Component Check Thresholds
Ollama HTTP reachability + model list
NVIDIA NIM API reachability
Memory Available system memory Warn < 512 MiB
Disk Available disk space Warn < 1 GiB
Prometheus Metrics endpoint reachability

Response Format

{
  "status": "ok",
  "checks": {
    "ollama": { "status": "ok", "latency_ms": 12 },
    "memory": { "status": "ok", "detail": "available_mb=4096" },
    "disk":   { "status": "ok", "detail": "available_gb=42" }
  }
}

Statuses: ok | degraded | error

HTTP status codes: 200 (ok/degraded), 503 (error).


Structured Logging

monitoring/logging_config.py emits structured JSON logs with automatic request-ID injection.

Log Format

{
  "timestamp": "2024-01-15T10:23:45.123Z",
  "level": "INFO",
  "request_id": "req-a1b2c3d4",
  "message": "request_completed",
  "event": "request_completed",
  "method": "POST",
  "endpoint": "/v1/chat",
  "mode": "soc",
  "status": 200,
  "latency_ms": 142.31
}

Configuration

from monitoring.logging_config import configure_logging

configure_logging(app, log_level="INFO")

The request_id is generated per request and injected into every log line via RequestIdFilter. Noisy third-party libraries (urllib3, werkzeug, httpx) are silenced by default.
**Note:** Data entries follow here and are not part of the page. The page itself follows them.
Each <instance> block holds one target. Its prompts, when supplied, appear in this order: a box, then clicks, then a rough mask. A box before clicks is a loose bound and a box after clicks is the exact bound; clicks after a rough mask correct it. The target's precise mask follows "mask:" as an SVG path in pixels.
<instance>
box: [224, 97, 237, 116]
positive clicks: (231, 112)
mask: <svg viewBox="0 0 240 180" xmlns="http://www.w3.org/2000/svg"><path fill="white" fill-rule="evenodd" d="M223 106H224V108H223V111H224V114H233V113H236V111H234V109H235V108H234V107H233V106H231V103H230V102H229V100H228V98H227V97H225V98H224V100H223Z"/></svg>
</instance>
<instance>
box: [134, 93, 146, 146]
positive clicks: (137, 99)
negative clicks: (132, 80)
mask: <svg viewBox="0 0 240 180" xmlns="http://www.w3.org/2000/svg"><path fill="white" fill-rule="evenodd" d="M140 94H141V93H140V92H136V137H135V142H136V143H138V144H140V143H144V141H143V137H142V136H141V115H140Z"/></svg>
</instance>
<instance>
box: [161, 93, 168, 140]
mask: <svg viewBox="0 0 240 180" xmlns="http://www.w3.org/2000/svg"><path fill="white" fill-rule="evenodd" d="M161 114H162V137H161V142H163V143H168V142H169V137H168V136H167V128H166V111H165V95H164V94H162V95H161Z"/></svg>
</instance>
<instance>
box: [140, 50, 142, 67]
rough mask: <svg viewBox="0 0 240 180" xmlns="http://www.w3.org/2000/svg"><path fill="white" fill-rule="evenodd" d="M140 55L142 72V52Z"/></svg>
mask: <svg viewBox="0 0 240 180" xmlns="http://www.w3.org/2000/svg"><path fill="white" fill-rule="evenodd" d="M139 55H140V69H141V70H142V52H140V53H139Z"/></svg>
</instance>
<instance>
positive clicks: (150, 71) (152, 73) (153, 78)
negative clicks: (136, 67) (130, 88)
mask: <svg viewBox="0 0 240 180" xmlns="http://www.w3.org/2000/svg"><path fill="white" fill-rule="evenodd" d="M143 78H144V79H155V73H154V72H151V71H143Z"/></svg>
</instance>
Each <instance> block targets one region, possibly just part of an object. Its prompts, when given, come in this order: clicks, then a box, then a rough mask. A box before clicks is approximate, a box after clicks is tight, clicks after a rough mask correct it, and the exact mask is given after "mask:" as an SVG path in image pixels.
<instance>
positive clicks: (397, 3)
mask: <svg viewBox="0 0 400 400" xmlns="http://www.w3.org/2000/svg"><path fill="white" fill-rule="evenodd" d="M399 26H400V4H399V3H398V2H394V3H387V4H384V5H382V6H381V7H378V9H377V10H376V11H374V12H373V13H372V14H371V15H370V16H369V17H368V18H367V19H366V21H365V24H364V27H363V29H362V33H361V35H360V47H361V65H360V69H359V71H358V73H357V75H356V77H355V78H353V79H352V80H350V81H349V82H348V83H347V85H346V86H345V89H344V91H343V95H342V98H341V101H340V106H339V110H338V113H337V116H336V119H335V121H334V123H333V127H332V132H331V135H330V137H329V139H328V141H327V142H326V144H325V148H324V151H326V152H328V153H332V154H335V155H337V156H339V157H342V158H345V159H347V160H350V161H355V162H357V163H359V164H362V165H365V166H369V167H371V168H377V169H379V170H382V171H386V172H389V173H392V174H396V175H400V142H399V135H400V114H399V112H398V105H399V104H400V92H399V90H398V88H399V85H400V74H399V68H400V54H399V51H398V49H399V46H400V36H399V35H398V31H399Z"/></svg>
Request Correlation Behavior

When Flask logging hooks are enabled with init_flask_logging(app):

  • Every inbound request reads X-Request-ID if present; otherwise Hancock creates a UUIDv4.
  • request_started and request_completed JSON log events are emitted with:
    • endpoint
    • mode (from JSON payload where available)
    • status (after request)
    • latency_ms (after request)
    • request_id
  • The active request ID is echoed in every API response header as X-Request-ID.
  • All API error responses include both:
{
  "error": "message required",
  "request_id": "7b3bbf54-d0a4-4db2-9d79-b93f8f2cd67d"
}
  • Webhook failures (invalid signature, empty model response, Slack/Teams notification errors) are logged with explicit request_id and structured event fields for ingestion by Grafana/Loki/ELK.

Log Level

Set via the LOG_LEVEL environment variable (DEBUG, INFO, WARNING, ERROR). Default: INFO.


Local Stack Setup

The full observability stack (Hancock + Prometheus + Grafana) is defined in deploy/docker-compose.yml:

cd deploy
docker compose up -d

# Access
# Hancock:    http://localhost:5000
# Prometheus: http://localhost:9090
# Grafana:    http://localhost:3000  (admin / admin)

Import monitoring/grafana_dashboard.json into Grafana on first run to get the pre-built dashboard.